Закрыв дверь, Шаньгин зажег электричество. Он рассеянно не выпускал выключателя: стоял и думал.
В комнате стало душно. Лампочка бросала узкий свет на стол. Углы темнели.
Над кроватью Голубенького таинственно склонились: Джек Лондон в ковбойской шляпе и этажерка. Не поднимаясь, Голубенький протянул руку, достал О. Генри.
– Митя, – подошел Шаньгин. И он увидел О. Генри вверх ногами в руках Голубенького, – неожиданная развязка – говоря по-твоему…
– Развязка. Купим сапоги, – негромко повторил Шаньгин.
Зажглись фонари. Долетели звонки трамваев.
Чурынь-н-н-н-н-н-н-н-н-н-га. Чу-рынь-н-н-н-н-н-н-н-н-н-га. Согнув колени, Голубенький лежал лицом в стене. Книга над закрытыми глазами висела в руке.
– Одну пару на двоих, – говорил Шаньгин. Волосы ползли ему на глаза. Он встряхнул головой. – Будешь ходить на лекции по вечерам. Я на утренние, или как тебе удобнее.
В окна шел вечер.
– Завтра?
– Завтра.
Утром они пошли покупать сапоги. Шаньгин, в чужих валенках, в порыжевшей кожаной куртке, еле поспевал за длинными ногами Голубенького, в чужих штиблетах.
– Да! – вспомнил Шаньгин. – Получил повестку.
– Что же это за повестка? – спросил Голубенький.
– Понятно, из домпросвета, – засмеялся Шаньгин, – из библиотеки. Зажилил книги.
Проскочил автомобиль. Прошли «Ведьму». Над дверью мерцала непотушенная лампочка. «Папиросница от Моссельпрома», – прочли на афише.
– Библиотекарша из домпросвета, – засмеялся Шаньгин – Папиросница от Моссельпрома. Библиотекарша из домпросвета – тут же припомнилось. – Серая шапочка. Волосы светло-русые. Стоптанные каблучки… По лестницам и шкафам.
– Пьера Бенуа. Нет, – роется в книгах.
– Хотите «Борьбу и сердце» Молчанова.
– Стихи? – Шаньгин не любит стихов – Сердце… Тащите сюда сердце. – Смеется…
– Варя? – морщил лоб Шаньгин, – или Вера?
Варя. – Показалась вывеска «Скорохода»: нарисованы туфельки. Такие же точь-в-точь. Вспомнил. – Нет, Вера. А фамилия… как же ее фамилия?
– Шаньгин. Куда ж ты, – открыл Голубенький дверь «Скорохода».
Магазин блестел. Пахло кожей.
– Вам, – подскочил приказчик, – что угодно?

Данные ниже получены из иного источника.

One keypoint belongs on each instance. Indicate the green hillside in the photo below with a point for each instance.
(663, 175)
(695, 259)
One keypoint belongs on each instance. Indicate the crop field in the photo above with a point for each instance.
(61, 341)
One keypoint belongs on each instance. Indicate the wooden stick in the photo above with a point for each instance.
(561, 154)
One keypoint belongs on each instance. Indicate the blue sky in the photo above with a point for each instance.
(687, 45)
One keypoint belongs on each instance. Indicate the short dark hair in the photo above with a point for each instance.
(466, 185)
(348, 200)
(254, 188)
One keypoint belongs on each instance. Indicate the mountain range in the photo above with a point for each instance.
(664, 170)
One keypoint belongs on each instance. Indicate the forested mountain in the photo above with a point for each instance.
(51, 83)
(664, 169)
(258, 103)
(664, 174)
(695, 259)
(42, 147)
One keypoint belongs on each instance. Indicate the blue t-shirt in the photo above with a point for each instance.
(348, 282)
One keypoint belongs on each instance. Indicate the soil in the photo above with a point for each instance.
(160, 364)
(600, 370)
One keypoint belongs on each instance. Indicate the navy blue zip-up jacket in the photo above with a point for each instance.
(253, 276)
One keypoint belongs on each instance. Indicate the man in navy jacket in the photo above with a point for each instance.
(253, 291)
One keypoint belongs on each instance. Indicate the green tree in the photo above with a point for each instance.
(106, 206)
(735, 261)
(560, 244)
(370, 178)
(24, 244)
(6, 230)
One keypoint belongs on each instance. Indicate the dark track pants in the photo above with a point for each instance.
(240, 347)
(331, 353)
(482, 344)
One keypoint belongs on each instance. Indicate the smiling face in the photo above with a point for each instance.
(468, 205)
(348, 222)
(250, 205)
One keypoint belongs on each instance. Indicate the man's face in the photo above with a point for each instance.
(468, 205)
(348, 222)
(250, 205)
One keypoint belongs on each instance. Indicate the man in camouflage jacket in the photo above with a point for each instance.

Сели на скамейку. Голубенький примерил «джимми» на грязный, рваный носок.
– Пожалуй, – размышлял над русскими сапогами Шаньгин, – взять эти.
Остановились на русских сапогах.
– Заверните, – попросил Шаньгин и обернулся к Голубенькому, – мне, понятно, они велики. Но тебе они в самый раз.
– Не возражаю…
Вышли. На улице потеплело. Брен – ногам.
– Вера. Верочка, – мечтал Шаньгин о библиотекарше.
– Знаешь, – оборвал его мечтания Голубенький, – надо повидать сестру.
Выстреляли: полдень.
– Откуда – сестра? – вздрогнул Шаньгин.
– Я разве тебе не говорил? – нахмурился Голубенький. – Была в детдоме. Теперь служит здесь, в Ленинграде.
– Так. Сестра, – когда же ты меня с ней познакомишь?
Кланялись знакомые. Останавливались. Вытяжки? – интересовались те. – Нет. – Развертывали и показывали. – Солдатские.
– А подошвы – не сносить.
Только что видел ее…
Шаньгин прошел мост. Поскрипывали сапоги. Махал руками и улыбался: выругала за книгу.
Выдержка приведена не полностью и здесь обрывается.